While there are some benefits to having a high IQ, there are also traits associated with a high intelligence that might be less than desirable, such as depression and anxiety. Given the tendencies that the highly intelligent have for over-thinking and overanalyzing personal encounters, they might read into situations far more than necessary and see body language and meanings that aren’t there, causing extra emotional distress to please everyone they come into contact with as to avoid an unpleasant engagement.
Also, one common pitfall that arises from being able to pick up new skills and understandings quickly is that it makes it hard for someone to really exert the effort needed to succeed when they grow used to being naturally gifted at everything. For many, this might happen in college, when someone who graduated with honors in high school with little effort find themselves falling behind in the fast-paced environment of university. Such experiences can cause someone to recede and become less sociable, anxious, and potentially depressed at what they might see as mounting failure.
With regards to personality, the highly intelligent have stereotypically been seen as geeky, nerdy, quiet, and introverted, most likely hunched before a glowing computer screen in a dark room, communicating with the world through emoji and shortened text. To the contrary, if intelligence is partly a reflection of someone’s ability to express themselves, then having a higher IQ would mean that one has a greater variety with regards to their self-expression. The truth of the matter is that as much as there might be people with high intelligence that are nerdy and introverted, there are also many people with high IQ who are extroverted, outgoing, talkative, colorful, brightly expressive, and brilliantly adept at more than just secretive technological undertakings in dark rooms, or gatherings in online universes.
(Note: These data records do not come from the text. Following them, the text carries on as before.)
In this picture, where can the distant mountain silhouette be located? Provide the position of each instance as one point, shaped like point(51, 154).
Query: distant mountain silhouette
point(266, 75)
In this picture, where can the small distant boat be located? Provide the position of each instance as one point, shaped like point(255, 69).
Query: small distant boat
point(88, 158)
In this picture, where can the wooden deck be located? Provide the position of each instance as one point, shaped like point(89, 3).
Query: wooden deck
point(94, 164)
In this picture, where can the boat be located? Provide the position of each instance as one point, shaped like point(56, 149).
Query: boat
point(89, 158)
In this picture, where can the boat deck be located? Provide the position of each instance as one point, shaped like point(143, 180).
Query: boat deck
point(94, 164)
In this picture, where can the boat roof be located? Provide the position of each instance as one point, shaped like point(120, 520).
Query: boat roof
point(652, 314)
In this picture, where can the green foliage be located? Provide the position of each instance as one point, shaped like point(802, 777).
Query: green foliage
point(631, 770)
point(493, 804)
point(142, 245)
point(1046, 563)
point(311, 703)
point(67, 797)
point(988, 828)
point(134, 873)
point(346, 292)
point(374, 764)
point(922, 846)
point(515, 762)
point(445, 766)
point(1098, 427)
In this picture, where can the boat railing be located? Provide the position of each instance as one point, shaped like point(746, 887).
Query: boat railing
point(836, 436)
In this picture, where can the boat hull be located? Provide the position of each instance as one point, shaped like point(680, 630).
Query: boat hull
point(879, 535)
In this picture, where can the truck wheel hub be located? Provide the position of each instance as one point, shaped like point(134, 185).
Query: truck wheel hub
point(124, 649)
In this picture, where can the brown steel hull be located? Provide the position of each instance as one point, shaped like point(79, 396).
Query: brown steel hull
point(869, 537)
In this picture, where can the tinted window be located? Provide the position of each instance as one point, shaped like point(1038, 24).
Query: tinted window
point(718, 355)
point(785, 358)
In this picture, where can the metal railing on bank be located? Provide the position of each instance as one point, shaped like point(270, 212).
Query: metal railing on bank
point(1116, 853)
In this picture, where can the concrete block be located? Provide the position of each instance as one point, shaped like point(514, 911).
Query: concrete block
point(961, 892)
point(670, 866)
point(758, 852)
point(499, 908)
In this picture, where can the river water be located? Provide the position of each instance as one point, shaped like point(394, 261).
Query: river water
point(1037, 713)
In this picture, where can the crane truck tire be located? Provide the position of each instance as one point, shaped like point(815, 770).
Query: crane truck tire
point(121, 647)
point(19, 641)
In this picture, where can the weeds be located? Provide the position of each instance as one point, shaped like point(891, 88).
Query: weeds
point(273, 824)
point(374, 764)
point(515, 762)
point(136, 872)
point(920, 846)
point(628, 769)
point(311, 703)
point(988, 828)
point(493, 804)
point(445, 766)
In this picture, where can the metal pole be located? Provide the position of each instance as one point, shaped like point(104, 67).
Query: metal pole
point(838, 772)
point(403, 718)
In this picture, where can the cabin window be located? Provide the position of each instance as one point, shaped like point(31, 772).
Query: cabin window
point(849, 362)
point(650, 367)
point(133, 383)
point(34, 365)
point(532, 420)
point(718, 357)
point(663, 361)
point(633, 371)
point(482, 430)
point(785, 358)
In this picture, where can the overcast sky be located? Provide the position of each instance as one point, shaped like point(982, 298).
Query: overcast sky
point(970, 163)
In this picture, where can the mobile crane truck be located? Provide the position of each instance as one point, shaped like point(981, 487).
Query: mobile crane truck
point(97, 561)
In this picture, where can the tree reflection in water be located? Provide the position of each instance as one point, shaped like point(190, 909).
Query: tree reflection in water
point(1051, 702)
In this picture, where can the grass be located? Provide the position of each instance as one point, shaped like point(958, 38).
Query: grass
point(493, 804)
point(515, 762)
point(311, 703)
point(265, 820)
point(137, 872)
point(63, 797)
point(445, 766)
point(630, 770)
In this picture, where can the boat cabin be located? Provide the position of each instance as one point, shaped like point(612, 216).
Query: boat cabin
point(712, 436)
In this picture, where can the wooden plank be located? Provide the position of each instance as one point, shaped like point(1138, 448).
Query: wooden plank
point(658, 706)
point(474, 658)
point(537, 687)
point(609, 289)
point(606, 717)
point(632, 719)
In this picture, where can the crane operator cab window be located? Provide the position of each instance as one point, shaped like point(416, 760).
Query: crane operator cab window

Lastly, as much as we might all equate having a high IQ with being mathematically brilliant, there are many ways for a high IQ to manifest itself; one might be a sculptor or painter who can visualize their entire work in their mind before crafting their masterpiece, another might be a programmer who thinks more fluidly in syntax other than that of the English language. Intelligence is only one minor facet of what it takes to be a successful, thriving individual, and while it might help in some aspects of life, relying on IQ alone as a measure of someone’s future accomplishments will never yield a completely clear picture of the trajectory their life will take.